On a 2850 (hardware identical to an 1850):
$ netstat -m
4294966848 mbufs in use
565/25600 mbuf clusters in use (current/max)
0/67/6656 sfbufs in use (current/peak/max)
1018 KBytes allocated to network
0 requests for sfbufs denied
0 requests for sfbufs delayed
16449 requests for I/O initiated by sendfile
589 calls to protocol drain routines

Both experience the "auto reboot" feature. The mbufs on the 2850 look  
like a counter (signed/unsigned) bug, maybe even just in the  
printing.
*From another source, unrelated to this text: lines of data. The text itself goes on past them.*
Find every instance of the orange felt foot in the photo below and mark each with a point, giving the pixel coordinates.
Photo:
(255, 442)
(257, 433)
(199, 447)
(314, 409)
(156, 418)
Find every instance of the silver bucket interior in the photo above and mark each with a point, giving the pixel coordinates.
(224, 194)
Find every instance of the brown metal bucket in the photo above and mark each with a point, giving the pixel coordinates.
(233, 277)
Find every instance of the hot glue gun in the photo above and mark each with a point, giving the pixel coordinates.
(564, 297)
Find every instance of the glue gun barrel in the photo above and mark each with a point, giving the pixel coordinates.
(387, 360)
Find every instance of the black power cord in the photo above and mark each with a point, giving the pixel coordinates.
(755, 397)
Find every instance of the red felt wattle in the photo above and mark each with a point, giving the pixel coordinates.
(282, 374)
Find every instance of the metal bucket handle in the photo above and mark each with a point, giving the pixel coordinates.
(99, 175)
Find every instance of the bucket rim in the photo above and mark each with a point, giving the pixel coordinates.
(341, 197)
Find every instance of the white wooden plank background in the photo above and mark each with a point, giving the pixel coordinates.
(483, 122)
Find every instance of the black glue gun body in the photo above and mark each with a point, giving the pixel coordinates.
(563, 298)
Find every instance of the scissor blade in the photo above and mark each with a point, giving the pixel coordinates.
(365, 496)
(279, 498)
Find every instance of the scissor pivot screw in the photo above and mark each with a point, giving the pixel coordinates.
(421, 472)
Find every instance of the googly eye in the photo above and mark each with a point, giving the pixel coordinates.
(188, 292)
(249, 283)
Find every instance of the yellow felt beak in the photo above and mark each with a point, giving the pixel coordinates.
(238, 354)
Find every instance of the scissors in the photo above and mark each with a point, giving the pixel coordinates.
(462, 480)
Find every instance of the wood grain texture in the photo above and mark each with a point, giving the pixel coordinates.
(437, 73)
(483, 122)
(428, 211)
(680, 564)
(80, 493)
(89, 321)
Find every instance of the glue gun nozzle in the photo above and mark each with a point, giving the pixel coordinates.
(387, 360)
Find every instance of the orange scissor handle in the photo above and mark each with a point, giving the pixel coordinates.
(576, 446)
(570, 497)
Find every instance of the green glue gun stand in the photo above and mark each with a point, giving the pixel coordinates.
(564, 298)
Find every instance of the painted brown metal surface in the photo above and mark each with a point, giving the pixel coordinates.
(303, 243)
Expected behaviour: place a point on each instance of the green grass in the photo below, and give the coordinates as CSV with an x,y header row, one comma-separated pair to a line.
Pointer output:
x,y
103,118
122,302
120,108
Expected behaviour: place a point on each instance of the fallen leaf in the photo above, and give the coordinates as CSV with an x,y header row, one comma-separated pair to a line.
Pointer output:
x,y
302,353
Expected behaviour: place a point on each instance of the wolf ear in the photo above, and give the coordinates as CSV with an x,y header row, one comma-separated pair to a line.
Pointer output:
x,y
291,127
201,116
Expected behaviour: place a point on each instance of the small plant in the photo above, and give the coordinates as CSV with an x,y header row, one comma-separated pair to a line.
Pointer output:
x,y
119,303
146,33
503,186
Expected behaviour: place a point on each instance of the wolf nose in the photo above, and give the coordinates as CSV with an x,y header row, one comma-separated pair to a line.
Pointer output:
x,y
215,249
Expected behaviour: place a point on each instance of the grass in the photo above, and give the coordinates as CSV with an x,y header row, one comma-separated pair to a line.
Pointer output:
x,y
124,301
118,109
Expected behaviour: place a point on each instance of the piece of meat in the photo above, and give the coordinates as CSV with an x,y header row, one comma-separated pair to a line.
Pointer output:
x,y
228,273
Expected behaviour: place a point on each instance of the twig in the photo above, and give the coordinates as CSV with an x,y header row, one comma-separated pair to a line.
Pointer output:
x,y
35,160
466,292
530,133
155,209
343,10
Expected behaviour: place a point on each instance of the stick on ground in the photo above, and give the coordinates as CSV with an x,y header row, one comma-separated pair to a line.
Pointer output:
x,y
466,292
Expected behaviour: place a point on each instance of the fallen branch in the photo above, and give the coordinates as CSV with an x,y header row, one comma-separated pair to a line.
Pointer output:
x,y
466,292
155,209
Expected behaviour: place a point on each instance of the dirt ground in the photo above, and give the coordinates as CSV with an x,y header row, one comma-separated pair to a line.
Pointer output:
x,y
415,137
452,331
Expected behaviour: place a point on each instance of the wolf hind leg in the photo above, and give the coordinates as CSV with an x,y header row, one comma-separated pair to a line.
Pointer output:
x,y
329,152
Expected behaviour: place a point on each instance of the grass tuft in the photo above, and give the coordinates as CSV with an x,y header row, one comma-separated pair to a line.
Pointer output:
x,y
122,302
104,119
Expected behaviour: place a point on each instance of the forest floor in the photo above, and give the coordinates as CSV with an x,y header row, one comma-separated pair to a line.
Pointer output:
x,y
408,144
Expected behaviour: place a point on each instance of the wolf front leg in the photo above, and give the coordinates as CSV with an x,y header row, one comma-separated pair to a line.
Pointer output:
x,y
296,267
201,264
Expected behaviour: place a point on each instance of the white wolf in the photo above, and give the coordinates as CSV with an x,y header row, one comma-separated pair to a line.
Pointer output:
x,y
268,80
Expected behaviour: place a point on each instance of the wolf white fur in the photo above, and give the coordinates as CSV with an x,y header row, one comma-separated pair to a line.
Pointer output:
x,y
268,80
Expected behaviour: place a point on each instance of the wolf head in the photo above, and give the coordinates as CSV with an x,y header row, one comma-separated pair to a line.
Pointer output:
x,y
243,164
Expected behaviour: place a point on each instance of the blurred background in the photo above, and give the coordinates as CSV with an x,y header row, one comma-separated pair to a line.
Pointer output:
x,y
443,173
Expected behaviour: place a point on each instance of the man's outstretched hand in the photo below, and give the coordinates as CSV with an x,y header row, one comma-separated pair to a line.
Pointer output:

Other than that I'm having a hard time interpreting these  
results.


Regards
Rutger Bevaart

On Nov 20, 2005, at 5:07 PM, Gino Ruopolo wrote:



Hello Rutger,

I red your post but I'm unable to reply on the list 'cause of some  
firewall settings.


I'm having the same problems  with various Dell1850 and Fbsd 5.4

Last week I noticed the following:

#netstat -m
4294899289 mbufs in use!?!?!??!!?
4294940375/25600 mbuf clusters in use (current/max) !?!?!?!??!
0/9/6656 sfbufs in use (current/peak/max)
4123460 KBytes allocated to network
0 requests for sfbufs denied
0 requests for sfbufs delayed
34 requests for I/O initiated by sendfile
2533 calls to protocol drain routines

Here is the output of the same command on a different server with  
fxp0 ethernet driver, also FBSD 5.4 and doing the same work:


#netstat -m
194 mbufs in use
171/25600 mbuf clusters in use (current/max)
0/4/6656 sfbufs in use (current/peak/max)
390 KBytes allocated to network
0 requests for sfbufs denied
0 requests for sfbufs delayed
0 requests for I/O initiated by sendfile
0 calls to protocol drain routines

So I've tried putting an old pci ethernet 10/100 using fxp driver  
on a Dell1850 suffering the "self-reboot" problem.  I'm getting 5  
days of uptime without a single reboot ...


What about a problem with the em driver?